Organizations that breach regulations relating to data protection and privacy, watch out. It’s not just costly civil penalties that companies are incurring; severe criminal sanctions are also being levied against organizations that breach these laws.

For example, in Hong Kong, an insurance agent was sentenced to four weeks in prison for contacting clients of a former employer without their permission.

Meanwhile in the United States, California and Delaware are the latest states to impose more obligations on companies in relation to the collection, handling, storage and destruction of data.
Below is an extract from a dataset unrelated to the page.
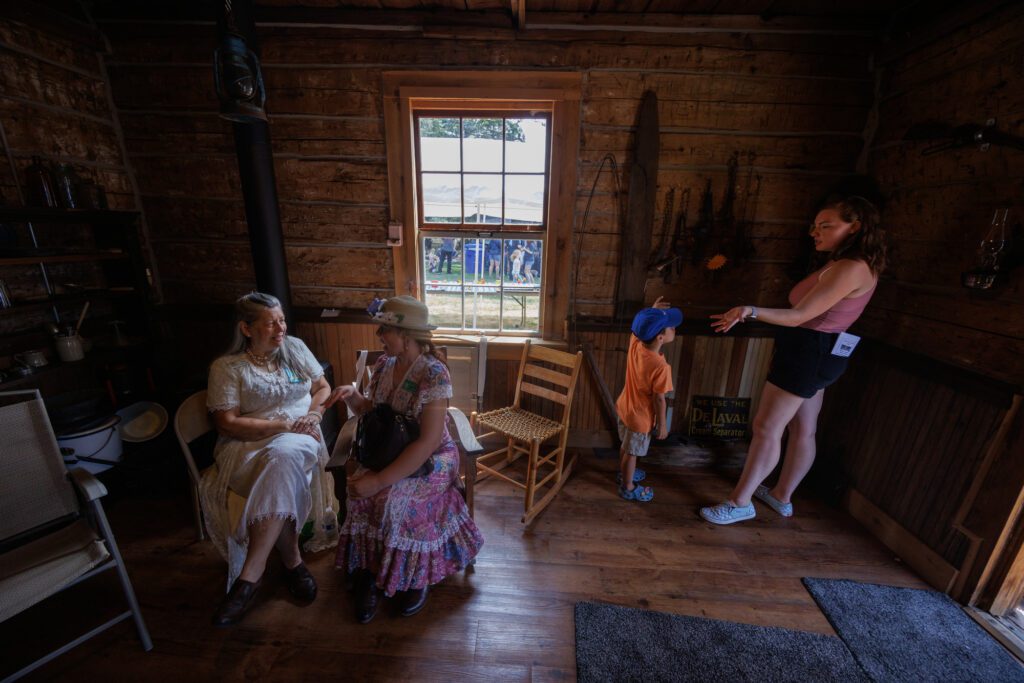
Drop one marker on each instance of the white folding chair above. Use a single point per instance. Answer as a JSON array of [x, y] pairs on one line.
[[49, 541]]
Amendments to California Civil Code, effective Jan. 1, 2015, require organizations that breach data protection laws to offer to provide identity theft prevention and mitigation services to the person affected by the breach; and extend the requirement to maintain reasonable security practices and procedures, to businesses that maintain the personal information of California residents (i.e., data processors and service providers), not only those that own or license such information. There is also a prohibition on the sale, advertisement for sale, or offer to sell an individual’s Social Security number, other than as permitted by law.

Also effective Jan. 1, all Delaware companies are required to destroy securely any data that contains “personal identifying information.”

“This follows a trend globally towards the greater protection of personal data and privacy by the use of legislation backed by enforcement action,” says Fiona Coombe, director of legal and regulatory research, Staffing Industry Analysts.